You have to consider the vast numbers of future persons too, extending over the horizon. If too many folks are bypassing the trials and the science, then we do not treat these future patients and stakeholders well or kindly or ethically. Collecting the truth about these experimental new drugs is as important as being altruistic…for the future users.
Some of your remarks sound as if you are saying that all should die rather than permit a few, that find a way to buy that drug, to live. That would mean you are in favor of those innocent people dying when something was available to keep them alive.

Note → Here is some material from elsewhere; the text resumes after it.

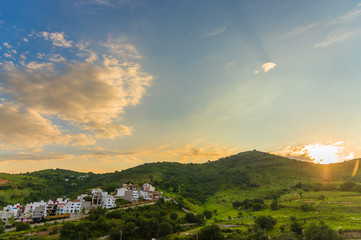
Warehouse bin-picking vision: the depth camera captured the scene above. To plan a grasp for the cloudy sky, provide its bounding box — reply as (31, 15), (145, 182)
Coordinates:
(0, 0), (361, 172)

I’m puzzled. You say that the Right To Try bills are “bad policy.” When I started to read your article, I was inclined to agree, unburdened with facts or knowledge. After reading your article, I still don’t know why it’s bad policy (other than that the bills don’t really change anything other than offering cruel false hope that there is a change and that it perpetuates inequality). There always has been inequality, whether based on affluency or information or resources or contacts. Unfortunate, and yes, drug companies should help.
Then you refer to “compassionate use” and the dismal performance of drug companies. I’m not sure I know what compassionate use is and what it has to do with Right To Try.
What I really thought was that you were going to tell us it’s bad medicine, or risky, or could harm patients in some tangible way, etc. I’m left still wondering why the big deal when you’re saying really nothing will change. Help me here.